It is refreshing to see somebody explicitly call out people that disagree with me about AI as having fundamentally inferior psyches. Their inability to picture the same exact future that terrifies me is indicative of a structural flaw.

One day society will suffer at the hands of people that have the hubris to consider reality as observed as a thing separate from what I see in my dreams and thought experiments. I know this is true because I’ve taken great pains to meticulously pre-imagine it happening ahead of time — something that lesser psyches simply cannot do.


"Looks at all the other species 'intelligent' humans have extincted" --ha ha ha ha

Why the shit would we not draw a straight line?

If we fail to create digital intelligence then yea, we can hem and haw in conversations like this forever online, but you tend to neglect that if we succeed then 'shit gets real quick'. Closing your eyes and years and saying "This can't actually happen" sounds like a pretty damned dumb take on future risk assessments of technology when pretty much most takes on AI say "well, yea this is something that could potentially happen".


Literally the thing people are calling "AI" is a program that, given some words, predicts the next word. I refuse to entertain the absolutely absurd idea that we're approaching a general intelligence. It's ludicrous beyond belief.


Then this is your failure, not mine, and not a failure of current technology.

I can, right now, upload an image to an AI and say "Hey, what do you think the emotional state of the person in this image is" pretty damned accurately.
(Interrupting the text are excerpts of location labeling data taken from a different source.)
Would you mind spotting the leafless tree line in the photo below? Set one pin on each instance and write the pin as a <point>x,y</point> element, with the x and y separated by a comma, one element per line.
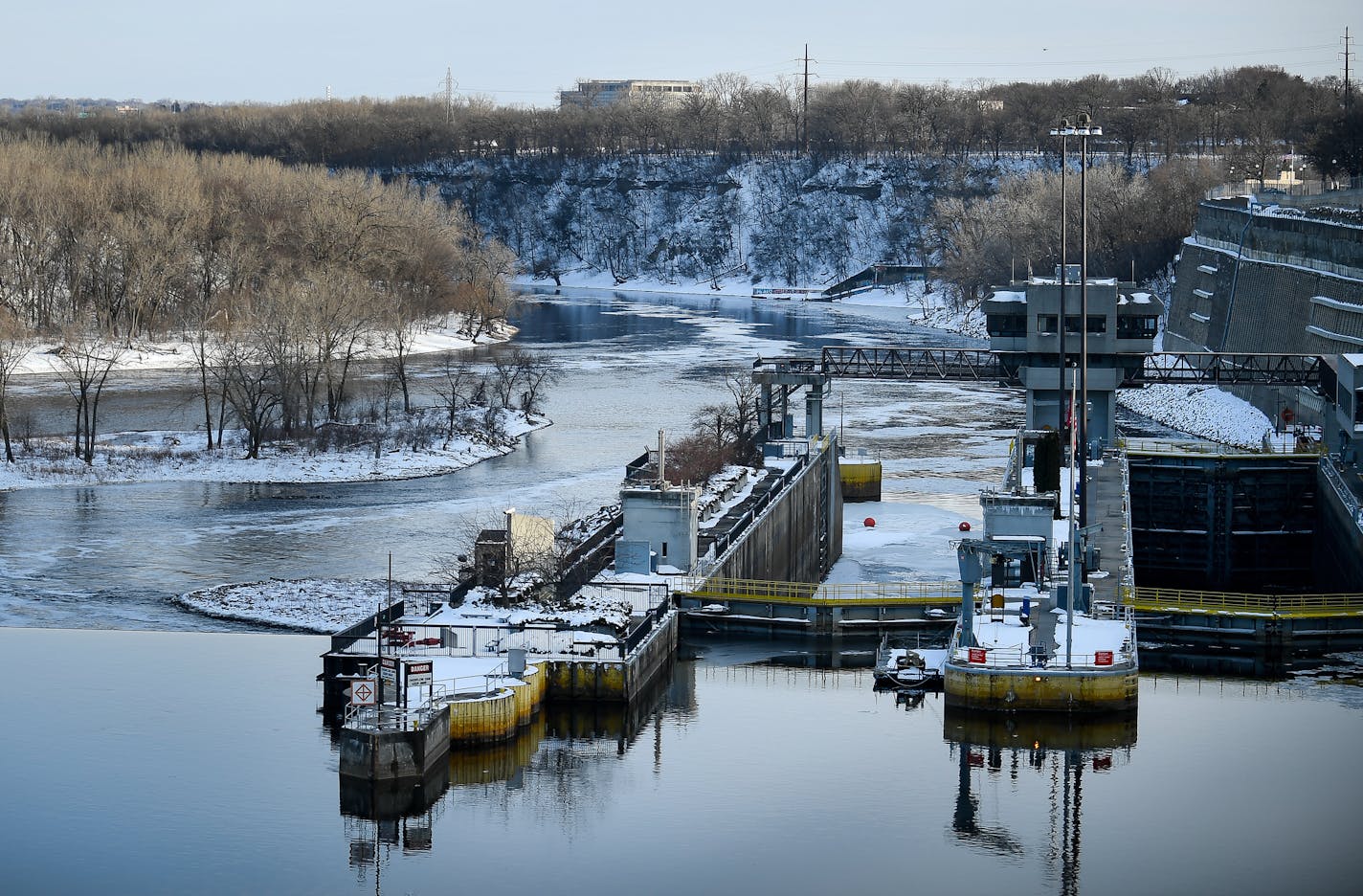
<point>1151,115</point>
<point>279,277</point>
<point>1134,224</point>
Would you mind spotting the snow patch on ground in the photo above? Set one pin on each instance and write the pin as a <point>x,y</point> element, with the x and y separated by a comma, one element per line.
<point>322,606</point>
<point>1202,411</point>
<point>141,457</point>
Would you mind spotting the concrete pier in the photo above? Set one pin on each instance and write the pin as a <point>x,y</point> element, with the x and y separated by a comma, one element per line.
<point>379,751</point>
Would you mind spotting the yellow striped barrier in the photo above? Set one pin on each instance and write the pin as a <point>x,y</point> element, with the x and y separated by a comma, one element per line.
<point>1294,606</point>
<point>811,594</point>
Given other images I can have the AI describe the scene and make pretty damned accurate assessments of how the image could have came about.

If this is not general intelligence I simply have no guess as to what will be enough in your case.


Modern generative AI functionality is hardly limited to predicting words. Have you not heard of e.g. Midjourney?


By "approaching" do you mean "likely to achieve it this century"?


Which is interesting because after the fall of the Soviet Union, there was rampant fear of where their nukes ended up and if some rogue country could get their hands on them via some black market means.

Then through the 90's, it was the fear of a briefcase bomb terrorist attack and how easy it would be for certain countries, who had the resources to pull an attack off like that in the NYC subway or in the heart of another densely populated city.

Then 9/11 happened and people suddenly realized you don't need a nuke to take out a few thousand innocent people and cripple a nation with fear.


Yes, just like... the exact opposite. One is a bomb, the other a series of mostly open source statistical models. What kind of weed are you guys on that's made you so paranoid about statistics?


Last time I checked my statistical model book didn't have the ability to write Python code.

And a nuclear bomb is just a bunch of atoms. Do you fear atoms? What the hell.